A sucessão de Lula se encarregará de sublinhar a diferença entre a avaliação da política externa e da política de exposição da imagem internacional do presidente. Será sustentável a atual política externa a partir do início de 2010? De fato, nem José Serra nem Dilma Rousseff têm perfis que se assemelhem de longe ao de Lula. No atual governo, a política externa caracterizou-se por privilegiar a forma em detrimento da substância. Sem poder contar com um substituto de Lula no plano midiático, a política externa do novo governo teria de ser rebalanceada para dar ênfase à substância. Menos protagonismo presidencial, menos fogos de artifício, mais arroz com feijão.

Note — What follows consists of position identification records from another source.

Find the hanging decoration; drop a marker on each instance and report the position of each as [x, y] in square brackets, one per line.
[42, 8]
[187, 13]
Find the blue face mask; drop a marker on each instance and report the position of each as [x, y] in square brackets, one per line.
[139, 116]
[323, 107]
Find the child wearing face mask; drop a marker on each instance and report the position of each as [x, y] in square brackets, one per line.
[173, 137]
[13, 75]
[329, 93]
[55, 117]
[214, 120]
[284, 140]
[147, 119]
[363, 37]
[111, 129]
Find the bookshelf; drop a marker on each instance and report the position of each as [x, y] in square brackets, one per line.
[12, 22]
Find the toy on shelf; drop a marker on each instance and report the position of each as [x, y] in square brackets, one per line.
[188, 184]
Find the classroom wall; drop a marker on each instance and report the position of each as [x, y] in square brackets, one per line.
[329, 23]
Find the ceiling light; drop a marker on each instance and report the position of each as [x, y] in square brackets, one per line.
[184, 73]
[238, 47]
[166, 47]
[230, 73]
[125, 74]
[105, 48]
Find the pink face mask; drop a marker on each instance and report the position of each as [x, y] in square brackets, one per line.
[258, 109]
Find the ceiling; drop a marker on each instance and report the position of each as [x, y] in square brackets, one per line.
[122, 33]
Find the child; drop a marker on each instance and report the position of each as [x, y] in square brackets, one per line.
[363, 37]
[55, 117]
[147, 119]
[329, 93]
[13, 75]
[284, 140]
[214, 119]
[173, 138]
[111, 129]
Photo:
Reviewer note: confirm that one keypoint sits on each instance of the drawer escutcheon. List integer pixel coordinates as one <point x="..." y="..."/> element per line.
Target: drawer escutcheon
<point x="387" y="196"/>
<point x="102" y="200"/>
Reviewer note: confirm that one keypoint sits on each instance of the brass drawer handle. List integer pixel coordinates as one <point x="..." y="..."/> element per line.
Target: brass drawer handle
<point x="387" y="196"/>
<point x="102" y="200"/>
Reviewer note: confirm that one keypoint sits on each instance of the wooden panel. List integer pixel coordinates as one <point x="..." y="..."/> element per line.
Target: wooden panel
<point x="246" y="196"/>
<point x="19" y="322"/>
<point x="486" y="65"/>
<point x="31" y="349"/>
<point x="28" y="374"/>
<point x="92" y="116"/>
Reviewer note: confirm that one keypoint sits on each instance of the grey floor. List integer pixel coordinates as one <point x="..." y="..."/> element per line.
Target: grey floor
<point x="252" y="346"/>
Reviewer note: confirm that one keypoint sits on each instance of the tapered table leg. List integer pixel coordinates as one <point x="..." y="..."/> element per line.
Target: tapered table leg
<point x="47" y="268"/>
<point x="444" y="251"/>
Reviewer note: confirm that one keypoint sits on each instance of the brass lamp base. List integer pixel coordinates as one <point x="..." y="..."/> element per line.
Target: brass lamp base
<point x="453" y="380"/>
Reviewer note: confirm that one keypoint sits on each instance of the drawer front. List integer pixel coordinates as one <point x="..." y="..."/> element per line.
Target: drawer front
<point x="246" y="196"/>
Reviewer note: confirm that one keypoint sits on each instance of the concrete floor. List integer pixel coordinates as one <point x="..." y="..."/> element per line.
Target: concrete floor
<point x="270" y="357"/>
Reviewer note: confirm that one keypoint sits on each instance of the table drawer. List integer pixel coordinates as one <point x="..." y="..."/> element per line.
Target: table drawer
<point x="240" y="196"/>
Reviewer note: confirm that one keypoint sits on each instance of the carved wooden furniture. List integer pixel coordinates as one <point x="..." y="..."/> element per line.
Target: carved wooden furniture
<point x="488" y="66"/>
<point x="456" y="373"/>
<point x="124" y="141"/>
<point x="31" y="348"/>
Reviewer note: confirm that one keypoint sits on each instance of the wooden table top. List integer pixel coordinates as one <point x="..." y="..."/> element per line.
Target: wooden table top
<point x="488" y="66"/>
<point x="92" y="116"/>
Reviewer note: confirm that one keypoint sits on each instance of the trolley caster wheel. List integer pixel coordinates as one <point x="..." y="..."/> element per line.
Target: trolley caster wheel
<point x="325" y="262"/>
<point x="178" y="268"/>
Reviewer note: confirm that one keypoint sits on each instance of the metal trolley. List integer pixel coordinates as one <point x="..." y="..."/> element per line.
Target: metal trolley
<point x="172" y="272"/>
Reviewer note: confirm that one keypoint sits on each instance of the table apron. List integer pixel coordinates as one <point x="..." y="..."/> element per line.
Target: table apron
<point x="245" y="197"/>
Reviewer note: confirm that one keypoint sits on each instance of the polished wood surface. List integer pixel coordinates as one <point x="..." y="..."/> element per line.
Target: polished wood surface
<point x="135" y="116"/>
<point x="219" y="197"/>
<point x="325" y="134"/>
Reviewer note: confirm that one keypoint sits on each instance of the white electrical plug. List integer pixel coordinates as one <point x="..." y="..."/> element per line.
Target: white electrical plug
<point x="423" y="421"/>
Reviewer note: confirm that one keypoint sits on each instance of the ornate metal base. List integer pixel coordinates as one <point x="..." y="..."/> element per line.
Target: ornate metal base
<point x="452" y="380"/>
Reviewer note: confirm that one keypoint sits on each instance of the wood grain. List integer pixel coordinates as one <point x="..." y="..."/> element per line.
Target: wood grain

Ambos os candidatos podem aproveitar a limitada herança substantiva a ser recebida do atual governo sem ter grandes problemas. Talvez a melhor parte dessa herança seja o que se acumulou em reputação desde o início dos panels sobre algodão e açúcar em 2002, na Organização Mundial do Comércio (OMC). E, também, nas negociações da Rodada Doha. Embora a coalizão do G-20 da OMC se tenha trincado, há uma reputação que poderá ser útil em negociações futuras. Muito do que se fez quanto a negociações políticas também é pouco controvertido, embora os resultados sejam etéreos: integração na América do Sul, cooperação política com os demais países que compõem o Bric e relações com Índia e África do Sul no âmbito do Ibas.
As questões espinhosas a enfrentar no terreno político têm a ver com iniciativas que o atual governo considera como sinais de "altivez" e seus críticos consideram demonstrações de imprudência. Por razões distintas, quem suceder a Lula provavelmente tenderá a moderar tais iniciativas, em particular quanto ao Irã e seu programa nuclear e à sintonia automática com a hostilidade do neobolivarianismo aos Estados Unidos. Seja por discordância, seja por insegurança, mesmo que temporária.
Resta saber se algum dos dois candidatos terá condições de alcançar resultados substanciais na política externa, que sejam capazes de compensar o arrefecimento do ativismo "protagônico". Há pouco espaço para otimismo. Os candidatos têm indicado que haveria reticência, se não hostilidade, a negociações bilaterais, regionais ou multilaterais no terreno econômico.
De um lado, protecionismo pertinaz e alinhamento estreito com interesses industriais. De outro, além de protecionismo, crença quase religiosa no papel condutor do Estado.
O risco é que isso resulte em política externa sem fogos de artifício, mas, também, sem grande substância.
*Doutor em economia pela Universidade de Cambridge, é professor titular no Departamento de Economia da PUC-Rio.